Recognizing that new employees moving to the City often want to buy a house right away, Covington also has a homebuyer assistance program that uses federal HOME fund to help with down payments and closing costs, depending upon a person’s income.
Since the program’s inception, the City has helped over 1,000 homebuyers, Wallace said, including some young workers just starting out. “They find that they can get downtown from the surrounding neighborhoods in just a few minutes,” he said.
Another important resource for both developers and home-owners wanting to fix up their buildings is the City’s historic preservation office. Covington has seven historic preservation overlay zones and 17 National Register Historic Districts, and exterior work within those areas has to be compatible with the historic character of the neighborhood.
The City helps organize an annual two-day series of workshops to educate property owners about regulations and techniques, connects them to vendors qualified to do historic preservation work and trains architects and planners.
Covington Preservation & Planning Specialist Emily Ahouse also routinely visits sites with property owners to discuss preservation issues and helps them apply for state and local tax credits.
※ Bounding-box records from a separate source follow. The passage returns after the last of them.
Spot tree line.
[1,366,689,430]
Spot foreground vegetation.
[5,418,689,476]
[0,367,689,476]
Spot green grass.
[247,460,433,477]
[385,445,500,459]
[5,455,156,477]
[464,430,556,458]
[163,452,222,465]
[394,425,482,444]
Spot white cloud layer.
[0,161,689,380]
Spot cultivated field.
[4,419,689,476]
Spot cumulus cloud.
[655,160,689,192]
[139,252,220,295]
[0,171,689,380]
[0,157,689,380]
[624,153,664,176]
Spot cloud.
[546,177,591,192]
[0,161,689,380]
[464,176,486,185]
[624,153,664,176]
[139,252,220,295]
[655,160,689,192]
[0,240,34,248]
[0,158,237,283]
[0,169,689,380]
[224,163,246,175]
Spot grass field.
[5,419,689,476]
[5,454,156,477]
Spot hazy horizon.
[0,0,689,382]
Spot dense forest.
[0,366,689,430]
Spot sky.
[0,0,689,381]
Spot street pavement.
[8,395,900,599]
Ahouse said the number of historic rehab applications, which runs the gamut from new windows to full renovations, has steadily increased the last few years.
In the federal fiscal year that ended Sept. 30, 2015, the City received 133 applications, said Ahouse, a number that had been steady since 2011. In the year that ended Sept. 30, 2016, there were 178. And in the year ending in 2017, there were 203. Going into summer, the busiest rehab season, already this fiscal year there have been 94, she said.
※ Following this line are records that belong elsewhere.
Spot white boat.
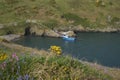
[62,35,75,41]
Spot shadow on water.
[15,33,120,67]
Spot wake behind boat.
[62,35,75,41]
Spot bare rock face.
[30,26,44,36]
[0,34,21,41]
[44,29,60,37]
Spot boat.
[62,35,75,41]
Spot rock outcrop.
[0,34,21,41]
[30,26,44,36]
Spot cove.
[15,33,120,68]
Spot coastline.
[0,42,120,80]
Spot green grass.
[0,51,113,80]
[0,0,120,28]
[0,44,114,80]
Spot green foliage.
[42,20,58,29]
[62,13,89,27]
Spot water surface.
[15,33,120,67]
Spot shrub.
[50,46,62,55]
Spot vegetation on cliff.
[0,0,120,34]
[0,45,114,80]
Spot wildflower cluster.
[0,53,7,61]
[50,46,62,55]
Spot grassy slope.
[0,0,120,25]
[0,0,120,35]
[0,42,117,80]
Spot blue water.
[15,33,120,68]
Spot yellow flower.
[50,46,62,55]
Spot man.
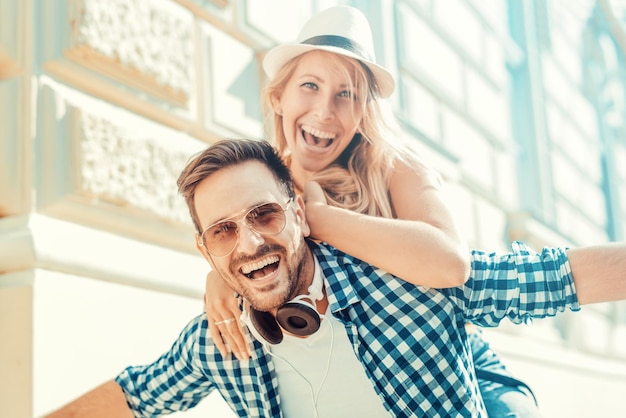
[45,140,626,417]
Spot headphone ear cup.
[250,307,283,344]
[276,302,321,337]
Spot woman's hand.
[204,271,250,360]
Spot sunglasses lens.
[246,203,285,235]
[202,221,237,257]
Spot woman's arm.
[45,380,133,418]
[567,242,626,305]
[304,165,469,288]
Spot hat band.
[300,35,374,62]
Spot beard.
[220,241,313,312]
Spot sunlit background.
[0,0,626,418]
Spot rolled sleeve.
[451,242,580,326]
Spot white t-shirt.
[266,282,391,418]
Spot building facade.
[0,0,626,418]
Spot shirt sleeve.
[449,242,580,327]
[115,315,214,417]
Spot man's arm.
[45,380,133,418]
[567,242,626,305]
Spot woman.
[205,6,537,417]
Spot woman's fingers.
[204,271,250,360]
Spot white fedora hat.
[263,6,395,97]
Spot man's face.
[194,161,313,311]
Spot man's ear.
[196,233,215,269]
[296,195,311,237]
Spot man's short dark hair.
[176,139,295,233]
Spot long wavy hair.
[262,51,426,218]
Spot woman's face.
[274,51,363,182]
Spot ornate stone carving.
[77,109,189,223]
[65,0,194,106]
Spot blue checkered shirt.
[116,243,580,418]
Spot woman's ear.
[296,195,311,237]
[272,95,283,116]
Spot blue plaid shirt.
[116,243,580,417]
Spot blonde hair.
[262,51,424,218]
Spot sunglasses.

“The large-scale new developments get a lot of the attention, but what’s often overlooked and equally as important to our economic development is all of the small-scale work occurring in our residential historic districts,” she said. “The cumulative investment of both longtime property owners who are maintaining and updating their buildings and new property owners drawn to Covington’s walkable, historic, urban neighborhoods has a significant impact on our neighborhoods.”
To illustrate her point, Ahouse pointed to three examples:
- Scott Salyers of Singletrack Properties has a residential rehabilitation in progress and wrapping up at 622 Philadelphia St.
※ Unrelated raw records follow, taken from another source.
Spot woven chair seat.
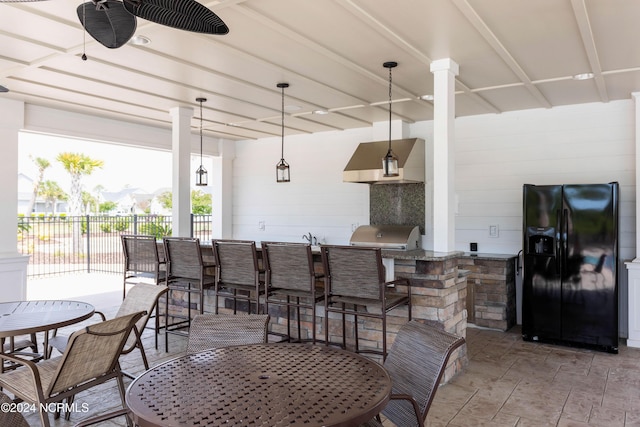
[0,391,29,427]
[0,356,62,402]
[187,314,269,354]
[361,320,465,427]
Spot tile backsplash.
[369,183,425,234]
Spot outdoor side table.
[0,300,95,371]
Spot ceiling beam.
[452,0,552,108]
[571,0,609,102]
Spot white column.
[171,107,195,237]
[0,99,29,301]
[425,58,459,252]
[625,92,640,347]
[211,141,236,239]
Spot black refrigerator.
[522,182,618,353]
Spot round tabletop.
[126,343,391,427]
[0,300,95,338]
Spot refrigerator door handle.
[555,209,563,272]
[560,209,569,277]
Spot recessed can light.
[573,73,594,80]
[129,36,151,46]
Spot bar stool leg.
[296,297,302,342]
[353,304,360,353]
[342,303,347,349]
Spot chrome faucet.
[302,232,318,246]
- Toby Moeves of MB Custom Construction completed and sold one unit of the duplex at 114-116 W. 11th Street and is finishing the other, providing a big transformation of a problem property.
- And Gerald Fraley is doing a comprehensive rehabilitation of the property at 513 W. 7th St.
So, as the Economic Development Department is putting together its budget proposals and programs for next year, it wants to not only replicate but also expand this year’s success.
“We’re currently looking hard at ways to create the same kind of buzz on a different scale in some of the smaller business districts in emerging hotspots of Covington,” West said. “We think there are some really good opportunities that we want to seize.”
For the Covington Business Council, the surge of development has created vibrancy, said Pat Frew, its executive director.
Attendance at its networking events and Hard Hat Tours is impressive, he said, and membership is way up.
When Frew came to the CBC in August 2010, it had 130 members. Thanks to aggressive recruitment efforts, it now has 363, ranging “from the pretzel lady at St. Elizabeth to St. Elizabeth itself,” he said.
One direct impact of the City’s economic momentum, Frew said, is this: Cincinnati developers, investors and business officials have begun crossing the Ohio River to join. “They want to be on the ground over here,” he said.
He also tells a facetious story to make the same point.
“Back when I first came to the CBC, I went out on a lot of recruiting trips,” he said.
“I’d tell them, ‘We want you to be a part of our organization, and there’s going to be good things happening in Covington’ - and I’d have my fingers crossed behind my back,” Frew said.
“I don’t have to cross my fingers anymore.”